Aus dem Englischen von Chris Hirte. Logan Mountstuart, ein englischer Lebemann, arbeitet als Schriftsteller, Kunsthändler und Spion, lebt und liebt in London, Paris und New York und kreuzt den Weg zahlreicher Berühmtheiten wie Evelyn Waugh (der ihn auf einer Party küsst) und Virginia Woolf (die er entsetzlich zickig findet). Das bewegte Leben eines außergewöhnlichen Mannes und liebenswerten Lebenskünstlers, quer durch das 20. Jahrhundert.

Rezensionsnotiz zu Neue Zürcher Zeitung, 03.09.2005

Die Rezensentin Susanne Ostwald kann sich kaum erwärmen für Williams Boyds fiktives Tagebuch des Logan Mountstuart. Denn obwohl Boyd besagtem Mountstuart ein ereignisreiches Leben andichte, führe dieser Ereignisreichtum zur "zunehmenden Ermattung" des Lesers. Mountstuart tauche immer da auf, wo sich gerade das Rad der Geschichte drehe, was die Rezensentin an "Forrest Gump" erinnert, doch im Gegensatz zur Ironie des Films scheint es Boyd mit seinem Szenario ernst zu sein. Der Roman verfehle laut Rezensentin das Klassenziel gleich in mehrerlei Disziplinen. Formal scheitere der Roman vor allem an der Wahl des Tagebuchs als erzählerisches Medium. Denn die Form des Tagebuchs tauge einfach nicht für Boyds Zwecke, der beabsichtige, die Historie zum Hintergrund zu machen, vor dem sich Boyds Lebensgeschichte abspielt. Dadurch obliege es nämlich dem Tagebuchschreiber, historische Abrisse in seine Aufzeichnungen zu mischen, was so überfrachtet wie unglaubwürdig wirke. Auch Mountstuarts Begegnungen mit den Großen der Kunstwelt (etwa Pablo Picasso, Ernest Hemingway oder Virginia Woolf) gerate "dürr und leblos" und komme somit wie eine "bloße Parade von grossen Namen und historischen Ereignissen" daher. Auch von einer "Reifung des Schreibers" ,immerhin verstreichen 68 Jahre zwischen Beginn und Ende des Tagebuchs, könne nicht die Rede sein. Und schließlich werde das Tagebuch dem Romanuntertitel, der Intimes verspreche, auch nicht gerecht, da es sich lese, als sei es von Anfang an der Publikation bestimmt gewesen (was nicht gerade zur Glaubwürdigkeit beitrage). Als Fazit hält es die Rezensentin mit Wilhelm Busch: "Du siehst Logans (massgeschneiderte) Weste, nicht aber sein Herz."
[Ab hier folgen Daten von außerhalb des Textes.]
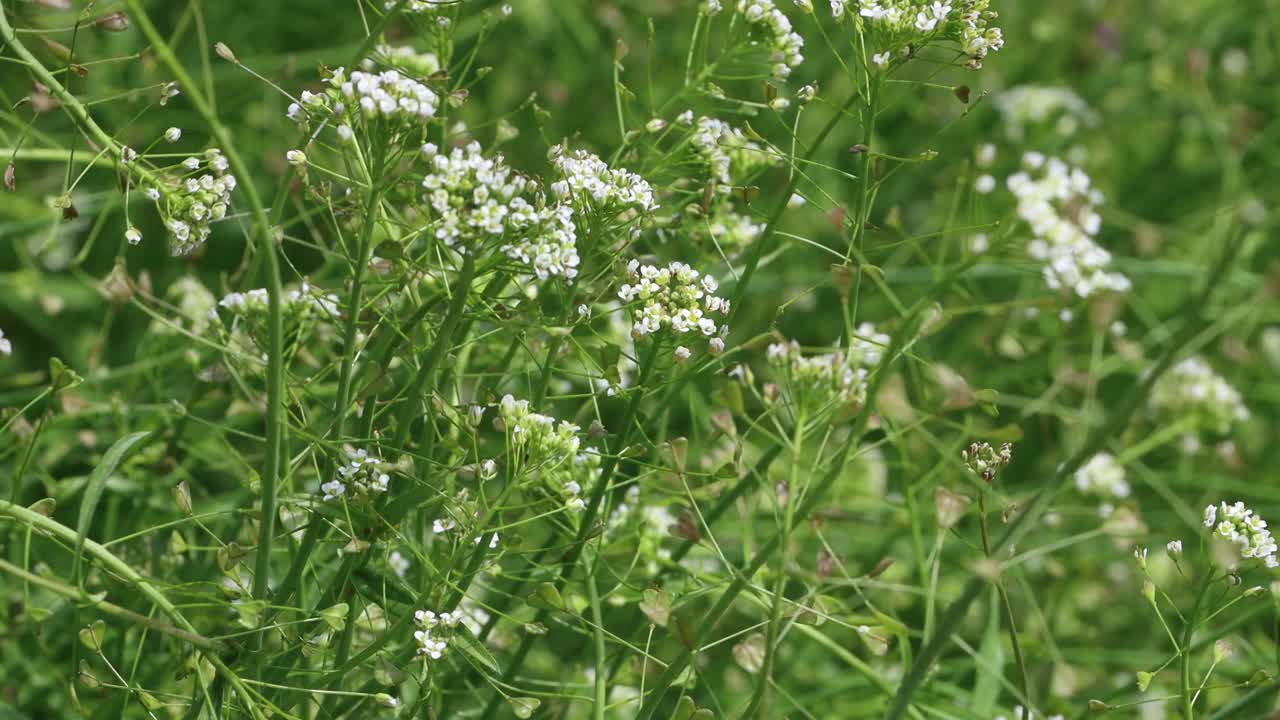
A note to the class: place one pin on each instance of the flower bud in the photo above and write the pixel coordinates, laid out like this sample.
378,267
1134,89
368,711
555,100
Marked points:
113,22
225,53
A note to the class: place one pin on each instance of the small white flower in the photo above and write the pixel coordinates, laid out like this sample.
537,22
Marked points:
398,563
1139,554
984,155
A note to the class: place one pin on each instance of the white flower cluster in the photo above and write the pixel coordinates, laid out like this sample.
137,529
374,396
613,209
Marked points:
1023,714
1243,528
572,492
539,437
195,305
1057,205
730,229
300,302
676,296
984,460
1193,390
188,206
389,96
727,151
826,378
362,474
1029,105
417,7
403,58
430,643
868,345
784,44
584,176
548,240
1102,475
475,197
912,22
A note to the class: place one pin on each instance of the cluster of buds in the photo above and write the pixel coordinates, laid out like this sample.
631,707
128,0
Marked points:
540,437
190,204
405,59
389,98
826,378
476,197
1102,475
914,23
728,154
571,477
585,180
1243,529
298,305
984,460
364,475
430,642
784,45
1193,390
677,297
1056,201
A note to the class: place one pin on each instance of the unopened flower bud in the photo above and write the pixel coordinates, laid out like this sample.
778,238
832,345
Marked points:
113,22
225,53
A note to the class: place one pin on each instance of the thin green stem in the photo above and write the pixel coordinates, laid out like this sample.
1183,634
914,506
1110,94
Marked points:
129,575
1185,648
275,428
Rezensionsnotiz zu Frankfurter Rundschau, 19.08.2005

Ganz zum Schluss hat Barbara von Becker den Helden dieses Tagebuchromans dann doch schätzen gelernt. Doch bis dahin sind 66 Jahre vergangen und mehr als 500 Seiten, bei denen sie sich nicht sicher war, ob William Boyds Experiment, einen Roman in Form eines Tagebuchs zu schreiben, wirklich geglückt ist. Dabei fährt Boyd einiges auf, wie Becker erzählt: Held ist Logan Mountstuart, der zunächst frühen Ruhm als Shelley-Biograf erlang, in den englischen Landadel einheiratete, als Berichterstatter in den Spanischen Bürgerkrieg ging, Leutnant beim Secret Service wurde und schließlich als Kunsthändler dem internationalen Jetset frönte. Ein ganzes "Panorama der Moderne und Postmoderne" entwerfe Boyd hier, das Virginia Woolf, Ernest Hemingway, Jackson Pollock und Pablo Picasso umfasse, drei Ehefrauen natürlich und zum Schluss gar britische RAF-Sympathisanten. Nur langsam reife Mountstuart von einer Figur zu einem Charakter heran, bedauert die Rezensentin, zu oft sah sie die Notate in dandyhafter Nonchalance oder schlichter Eintönigkeit haften bleiben. Aber schließlich ist sie doch versöhnt mir diesem Mann, der sein Leben lang dem "eigenen Künstlertum" vergeblich hinterhereilte.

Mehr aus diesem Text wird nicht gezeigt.